For workloads that ingest very large amounts of data (for example, terabytes), we recommend batching at the source, such as using foreachBatch maxBytesPerTriggerTo ensure efficient clustering and file layout. with maxBytesPerTriggerWe can control the batch size by removing many small cluster islands that would need reconciliation through the OPTIMIZE operation. With a size close to what the optimize operation works on, we were able to create optimal batches to minimize the work required by optimize.
Impact on security analysis of the Arctic Wolf
Arctic Wolf’s migration to Liquid Clustering resulted in substantial quantifiable improvements in performance, data freshness, and operational efficiency. UC Managed Tables with predictive optimization also reduces the need to schedule maintenance.
File count reduced from 4M+ to 2M, reducing file I/O during queries while maintaining good cluster quality. As a result, query performance was drastically improved, allowing security analysts to investigate incidents faster: ~50% faster across percentiles and A large number of our customers are ~90% fasterWith 90-day queries expiring 51 seconds to 6.6 seconds.

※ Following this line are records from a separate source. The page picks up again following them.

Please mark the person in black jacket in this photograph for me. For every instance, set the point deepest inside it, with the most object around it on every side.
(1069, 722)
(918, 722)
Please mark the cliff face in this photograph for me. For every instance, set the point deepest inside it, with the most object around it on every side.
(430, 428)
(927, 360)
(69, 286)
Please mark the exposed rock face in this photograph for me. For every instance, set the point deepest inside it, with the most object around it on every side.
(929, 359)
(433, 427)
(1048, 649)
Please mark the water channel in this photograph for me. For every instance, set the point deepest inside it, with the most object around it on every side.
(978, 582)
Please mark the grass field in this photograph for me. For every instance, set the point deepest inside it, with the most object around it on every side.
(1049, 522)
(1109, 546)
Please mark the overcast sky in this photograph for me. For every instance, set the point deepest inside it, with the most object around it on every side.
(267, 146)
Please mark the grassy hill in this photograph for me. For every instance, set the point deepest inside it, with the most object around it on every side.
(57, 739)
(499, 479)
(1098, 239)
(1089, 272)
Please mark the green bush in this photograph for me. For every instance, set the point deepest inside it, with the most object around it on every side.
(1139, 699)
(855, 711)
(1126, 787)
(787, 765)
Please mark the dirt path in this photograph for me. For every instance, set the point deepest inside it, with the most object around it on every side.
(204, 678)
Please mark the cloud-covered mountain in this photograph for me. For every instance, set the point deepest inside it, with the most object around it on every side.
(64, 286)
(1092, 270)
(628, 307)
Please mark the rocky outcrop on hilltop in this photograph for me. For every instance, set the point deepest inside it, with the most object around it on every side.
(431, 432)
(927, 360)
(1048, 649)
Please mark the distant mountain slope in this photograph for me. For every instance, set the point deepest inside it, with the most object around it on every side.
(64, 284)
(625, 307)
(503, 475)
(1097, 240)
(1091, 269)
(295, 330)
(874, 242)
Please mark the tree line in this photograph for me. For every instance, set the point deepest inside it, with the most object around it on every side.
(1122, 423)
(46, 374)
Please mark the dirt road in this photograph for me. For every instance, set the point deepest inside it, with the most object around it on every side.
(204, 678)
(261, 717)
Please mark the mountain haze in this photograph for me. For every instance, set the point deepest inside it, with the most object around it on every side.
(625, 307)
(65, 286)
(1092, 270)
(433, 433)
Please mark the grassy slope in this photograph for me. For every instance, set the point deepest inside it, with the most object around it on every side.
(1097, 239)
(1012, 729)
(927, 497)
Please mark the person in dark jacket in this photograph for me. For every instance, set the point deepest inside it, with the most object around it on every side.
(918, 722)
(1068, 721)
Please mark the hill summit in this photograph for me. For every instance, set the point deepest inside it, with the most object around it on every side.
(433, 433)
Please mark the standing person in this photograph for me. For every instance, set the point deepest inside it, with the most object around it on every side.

By implementing clustering-on-write, we reduced data freshness from hours to minutes, increasing time-to-insights by approximately ~90%. This enables improvement Threat detection in near real time In Arctic Wolf’s data lake.
The transition to Liquid Clustering and Unity Catalog managed tables eliminated legacy partitioning, reduced technical debt, and unlocked advanced administration and performance features. With an architecture capable of processing and querying 260+ billion rows per day, we provide faster, more efficient access to critical security data from all these sources. Combined with our 24/7 Concierge Security® team and real-time threat detection, this enables quicker, more accurate threat response and mitigation. These differentiators help us customers Gain a stronger, more agile security posture and greater confidence in Arctic Wolf’s ability to protect its environment and support ongoing business success.